Here we execute the query which will return records for the Sport and then write them to the console. If you run this application now it will return nothing because we haven't created any data.

So lets create some data
static Boolean CreateData(string sSport, string sRow, string sFirstName, string sLastName, string sClub, string sPostition)
{
Boolean bSuccess = false;

        // Create our player
       
        // Create the entity with a partition key for sport and a row
        // Row should be unique within that partition
        PlayerEntity _record = new PlayerEntity(sSport, sRow);

        _record.Sport_VC = sSport;
        _record.First_Name_VC = sFirstName;
        _record.Last_Name_VC = sLastName;
        _record.Club_VC = sClub;
        _record.Position_VC = sPostition;
        
        //Create a storage account object.
        CloudStorageAccount storageAccount = CloudStorageAccount.Parse(_connectionString);

        // Create the table client.
        CloudTableClient tableClient = storageAccount.CreateCloudTableClient();

        // Retrieve a reference to the table.
        CloudTable table = tableClient.GetTableReference("player");


        // Create the TableOperation object that inserts the customer entity.
        TableOperation insertOperation = TableOperation.Insert(_record);

        try
        {

            // Execute the insert operation.
            table.Execute(insertOperation);

            bSuccess = true;
        }
        catch (Exception ex)
        {
            bSuccess = false;
        }


        return bSuccess;
    }

What does this code do,

First of all we create a new method for creating the data.

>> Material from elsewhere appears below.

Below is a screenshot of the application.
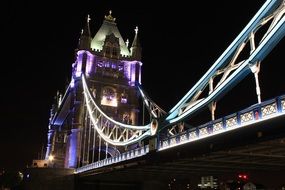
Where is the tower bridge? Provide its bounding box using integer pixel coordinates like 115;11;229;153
23;0;285;189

        // Create our player
       
        // Create the entity with a partition key for sport and a row
        // Row should be unique within that partition
        PlayerEntity _record = new PlayerEntity(sSport, sRow);

        _record.Sport_VC = sSport;
        _record.First_Name_VC = sFirstName;
        _record.Last_Name_VC = sLastName;
        _record.Club_VC = sClub;
        _record.Position_VC = sPostition;

We create our player Entity and setup the values.

PlayerEntity _record = new PlayerEntity(sSport, sRow)

Will create our table entity for us with the Row ID and the Partition key.
Row ID should be unqiue

TableOperation insertOperation = TableOperation.Insert(_record);

This sets it all ready to go, then we do the table.Execute(insertOperation); to create the record on our table.

So what I've done for this demo is add a iCount int that will hold the record count. Then at the end we add a call to our create data and it will create our first player.

CreateData("soccer", iCount.ToString(), "Wayne", "Rooney", "Man Utd", "Striker");

Once you run the app it will create the footballers and that's it, it's very simple to get started.